May 8, 2009

Profit stronger than expected. While revenue of US$32.5m (up 10% qoq) was in line with expectations, net profit surged 54% qoq to US$11m. This was largely on the back of lower-than-expected interest expenses and the lack of transaction fees. Distributable cash flows increased 8% qoq to US$16.8m. The DPU payout of 2.14UScts corresponds to only 54% of available cash.

But even existing credit facilities may shrink. With sharp contractions in asset prices, lenders may choose to restrict the amount to be drawn down from available facilities. This is on top of the Trust’s inability to secure funding for the US$711m of committed capex due next year. At worst, the Trust may have to sell the Maersk vessels (with charter) to a 3rd party at a sizeable haircut.

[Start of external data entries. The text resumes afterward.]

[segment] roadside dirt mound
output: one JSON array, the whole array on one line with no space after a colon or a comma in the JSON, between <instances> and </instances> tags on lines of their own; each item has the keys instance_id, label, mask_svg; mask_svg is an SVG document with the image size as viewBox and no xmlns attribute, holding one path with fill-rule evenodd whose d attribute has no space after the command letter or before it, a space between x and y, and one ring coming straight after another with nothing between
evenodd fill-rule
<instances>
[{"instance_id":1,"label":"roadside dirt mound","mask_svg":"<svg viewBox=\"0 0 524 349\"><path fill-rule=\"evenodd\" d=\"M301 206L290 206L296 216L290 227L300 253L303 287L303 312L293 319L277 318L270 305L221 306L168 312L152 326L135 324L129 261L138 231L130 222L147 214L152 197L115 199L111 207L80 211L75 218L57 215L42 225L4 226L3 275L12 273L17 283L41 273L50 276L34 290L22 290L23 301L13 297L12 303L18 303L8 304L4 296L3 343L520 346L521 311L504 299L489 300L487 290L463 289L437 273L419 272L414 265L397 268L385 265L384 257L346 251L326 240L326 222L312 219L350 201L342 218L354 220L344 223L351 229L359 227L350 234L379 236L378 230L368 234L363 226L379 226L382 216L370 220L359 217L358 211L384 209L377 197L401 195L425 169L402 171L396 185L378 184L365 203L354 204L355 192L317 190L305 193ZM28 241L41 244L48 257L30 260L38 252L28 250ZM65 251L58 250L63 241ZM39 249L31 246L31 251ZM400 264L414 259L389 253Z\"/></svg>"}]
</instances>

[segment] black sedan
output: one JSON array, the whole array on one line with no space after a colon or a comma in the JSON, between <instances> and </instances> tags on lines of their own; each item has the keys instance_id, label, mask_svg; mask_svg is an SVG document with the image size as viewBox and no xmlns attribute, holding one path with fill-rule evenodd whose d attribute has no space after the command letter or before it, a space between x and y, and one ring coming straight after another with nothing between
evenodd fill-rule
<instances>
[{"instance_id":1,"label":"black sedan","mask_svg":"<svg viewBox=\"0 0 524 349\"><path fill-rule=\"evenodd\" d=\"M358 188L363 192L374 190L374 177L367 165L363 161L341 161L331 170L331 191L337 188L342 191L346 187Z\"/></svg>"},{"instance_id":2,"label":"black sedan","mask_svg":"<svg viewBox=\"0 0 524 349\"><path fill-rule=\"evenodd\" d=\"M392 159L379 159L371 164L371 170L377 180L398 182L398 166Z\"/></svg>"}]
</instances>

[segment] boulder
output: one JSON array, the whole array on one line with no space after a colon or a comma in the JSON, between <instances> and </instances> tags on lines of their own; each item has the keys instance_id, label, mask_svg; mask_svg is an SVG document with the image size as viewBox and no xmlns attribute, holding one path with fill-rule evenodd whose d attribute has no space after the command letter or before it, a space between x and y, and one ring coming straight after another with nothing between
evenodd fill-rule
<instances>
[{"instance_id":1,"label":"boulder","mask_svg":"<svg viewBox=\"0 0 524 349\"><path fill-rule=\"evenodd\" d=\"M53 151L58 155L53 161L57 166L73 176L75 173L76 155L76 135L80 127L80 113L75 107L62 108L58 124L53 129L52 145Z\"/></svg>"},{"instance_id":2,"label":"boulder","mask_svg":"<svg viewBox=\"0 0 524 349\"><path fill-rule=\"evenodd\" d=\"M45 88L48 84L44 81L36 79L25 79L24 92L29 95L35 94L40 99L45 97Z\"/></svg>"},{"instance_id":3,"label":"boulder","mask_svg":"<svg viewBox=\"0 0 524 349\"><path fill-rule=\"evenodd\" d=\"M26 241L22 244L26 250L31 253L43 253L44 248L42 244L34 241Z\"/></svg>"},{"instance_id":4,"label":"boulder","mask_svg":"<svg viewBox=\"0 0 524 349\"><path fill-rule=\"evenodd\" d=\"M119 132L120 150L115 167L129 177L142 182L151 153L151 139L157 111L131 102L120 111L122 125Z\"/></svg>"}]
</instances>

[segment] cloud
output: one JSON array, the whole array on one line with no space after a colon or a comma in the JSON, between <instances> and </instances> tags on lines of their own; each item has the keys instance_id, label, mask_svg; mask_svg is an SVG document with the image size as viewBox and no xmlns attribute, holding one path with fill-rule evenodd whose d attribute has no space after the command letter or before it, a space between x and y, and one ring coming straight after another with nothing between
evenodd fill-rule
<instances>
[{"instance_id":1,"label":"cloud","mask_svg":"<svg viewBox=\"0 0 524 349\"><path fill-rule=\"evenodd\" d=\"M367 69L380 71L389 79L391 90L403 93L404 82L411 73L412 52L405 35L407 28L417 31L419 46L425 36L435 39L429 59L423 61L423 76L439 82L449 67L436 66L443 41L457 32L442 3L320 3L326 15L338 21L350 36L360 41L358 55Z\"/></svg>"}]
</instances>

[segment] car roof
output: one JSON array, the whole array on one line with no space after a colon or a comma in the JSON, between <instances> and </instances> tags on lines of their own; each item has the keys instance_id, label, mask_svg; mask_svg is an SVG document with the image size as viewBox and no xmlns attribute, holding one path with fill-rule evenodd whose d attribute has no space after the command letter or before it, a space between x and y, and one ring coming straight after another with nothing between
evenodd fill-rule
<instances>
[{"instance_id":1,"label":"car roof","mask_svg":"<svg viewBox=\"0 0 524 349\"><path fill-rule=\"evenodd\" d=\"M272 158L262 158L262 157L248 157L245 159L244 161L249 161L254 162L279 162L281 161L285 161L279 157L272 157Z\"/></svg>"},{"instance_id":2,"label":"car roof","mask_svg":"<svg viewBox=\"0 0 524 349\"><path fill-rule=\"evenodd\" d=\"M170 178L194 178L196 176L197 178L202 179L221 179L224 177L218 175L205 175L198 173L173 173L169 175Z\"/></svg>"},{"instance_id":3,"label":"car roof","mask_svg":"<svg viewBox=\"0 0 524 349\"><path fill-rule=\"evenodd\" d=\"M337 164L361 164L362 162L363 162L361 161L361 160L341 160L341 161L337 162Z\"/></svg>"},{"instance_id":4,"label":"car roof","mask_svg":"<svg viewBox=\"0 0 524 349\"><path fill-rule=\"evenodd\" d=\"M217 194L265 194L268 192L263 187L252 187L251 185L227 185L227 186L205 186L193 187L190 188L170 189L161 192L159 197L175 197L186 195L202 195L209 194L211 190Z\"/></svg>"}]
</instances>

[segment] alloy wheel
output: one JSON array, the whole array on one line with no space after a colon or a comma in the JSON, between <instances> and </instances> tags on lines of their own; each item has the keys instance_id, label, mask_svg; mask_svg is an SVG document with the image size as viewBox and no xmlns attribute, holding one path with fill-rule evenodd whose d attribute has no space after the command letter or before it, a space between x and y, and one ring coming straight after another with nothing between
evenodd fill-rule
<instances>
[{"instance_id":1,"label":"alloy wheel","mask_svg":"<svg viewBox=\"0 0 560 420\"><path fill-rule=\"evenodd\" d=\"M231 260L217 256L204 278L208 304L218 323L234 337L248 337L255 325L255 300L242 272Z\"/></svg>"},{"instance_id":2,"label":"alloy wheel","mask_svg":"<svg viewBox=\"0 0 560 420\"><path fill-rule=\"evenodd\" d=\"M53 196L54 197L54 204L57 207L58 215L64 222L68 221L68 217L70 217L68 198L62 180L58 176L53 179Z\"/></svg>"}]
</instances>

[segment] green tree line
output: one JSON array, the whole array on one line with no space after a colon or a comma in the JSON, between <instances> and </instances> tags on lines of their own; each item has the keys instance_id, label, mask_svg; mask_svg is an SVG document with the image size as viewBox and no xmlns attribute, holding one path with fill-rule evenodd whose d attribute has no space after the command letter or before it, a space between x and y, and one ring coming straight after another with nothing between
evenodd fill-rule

Are more DPU cuts on the way? The Trust would need to repay about US$158m of loans next year, including a US$130m tranche in April’10. The possible redelivery of the Maersk Djibouti in Feb’2010 implies added revenue pressure. The 5% cut in DPU may, thus, be no more than a signal, given the uncertainties. However, at current valuations, even a 50% cut in DPU going forward would imply a FY09 yield of more than 22%. We conservatively impute a 20% cut in DPU for the next 3 quarters. Maintain HOLD, TP cut to S$0.39.